At first bread and other things were baked in a Dutch oven. It was a shallow cast-iron kettle with long legs and a cover of the same material, having a raised edge. The cover was filled with live coals, and then the oven was suspended from a pot hook or stood in the hot coals. It was used for both baking and frying. Indian bannock, made from corn meal mixed with water and spread about an inch thick on a board or wooden trencher, was baked before the fire by setting it on an incline against a sad-iron or skillet, the top a couple of inches back from the bottom, and when baked and made into milk toast it was considered a dish fit to be "set before a king"!

The brick oven was in the chimney of nearly every well-built house. The opening was inside the fireplace and was closed by a wooden door. In heating the oven dry pine wood, which had been spilt and seasoned out of doors for a short time and then housed, was a necessity for the best results. The oven was considered hot enough for a baking when the black was burned off the roof and the whole inside had assumed a uniform light color. The coals and ashes inside the oven were then removed with a "peel," a long-handled iron shovel made for the purpose. The bottom of the oven was then swept clean with a broom made of hemlock or other boughs. The process of removing the fire and getting it ready for use was called "clearing the oven."

The food to be cooked was then put in the oven: brown bread made from rye and Indian meal, drop cakes made with milk and eggs and wheat flour, which were placed directly upon the bricks and when baked and eaten hot with butter, were considered a great luxury.

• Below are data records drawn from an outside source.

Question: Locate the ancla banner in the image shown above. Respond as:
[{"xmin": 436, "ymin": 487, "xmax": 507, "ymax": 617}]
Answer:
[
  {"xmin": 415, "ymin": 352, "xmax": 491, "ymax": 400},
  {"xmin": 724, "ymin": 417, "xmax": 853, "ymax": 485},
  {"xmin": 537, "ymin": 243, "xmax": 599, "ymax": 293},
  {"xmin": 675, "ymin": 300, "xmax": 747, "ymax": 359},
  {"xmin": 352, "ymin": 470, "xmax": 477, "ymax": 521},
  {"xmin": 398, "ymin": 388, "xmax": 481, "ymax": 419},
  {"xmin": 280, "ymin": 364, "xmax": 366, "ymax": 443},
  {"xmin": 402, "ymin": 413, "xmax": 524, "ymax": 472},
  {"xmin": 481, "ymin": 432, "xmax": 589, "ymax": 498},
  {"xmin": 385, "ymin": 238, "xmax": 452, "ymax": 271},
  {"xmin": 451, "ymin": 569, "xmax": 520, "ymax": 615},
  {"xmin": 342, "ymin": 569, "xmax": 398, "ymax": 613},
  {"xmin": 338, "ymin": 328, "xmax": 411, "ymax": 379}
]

Beans, meats, potatoes, pies, and many other things were cooked in the brick oven at the same time.

Families in good circumstances, made it a rule to heat the oven daily, but Saturday was generally reserved for the week's baking.

The skins of animals killed on the farm were tanned by some local tanner and a year or more was required by the old process, but it produced an excellent quality of leather.

The utmost economy was practiced. Nearly all the young people and some of the older ones went barefoot during the summer. In going to meeting on Sunday the girls and young women often walked a number of miles. They wore heavy shoes or went barefooted, carrying their light shoes in their hands to save wear until near the meeting house.

In the early years following the settlement, all clothing or materials were brought from overseas but in time, flax and wool were produced on many farms, and the women of the family were capable of taking the wool as it came from the sheep, cleansing, carding and spinning it into yarn, and then weaving it into cloth, from which they cut and made the clothes for the family. The carding was done with hand cards similar to those used for carding cattle, only a little larger and of finer mesh. The carded rolls were spun into yarn upon the hand wheel. Five skeins was considered a good day's work.

The yarn was woven into cloth on the hand loom, which was a ponderous affair and occupied a great deal of room. Not every family possessed a loom, but there were weavers in every locality. The yarn which went lengthwise of the cloth had to be drawn into the harness by hand; that which went the other way came from the shuttle. The yarn which was in the shuttle was wound upon short quills, which were pieces of elder three inches in length with the pitch punched out, and these quills were wound on a wheel called a "quill wheel" which made a great deal of noise. This work was usually done by children or some helper, while the woman of the house was weaving.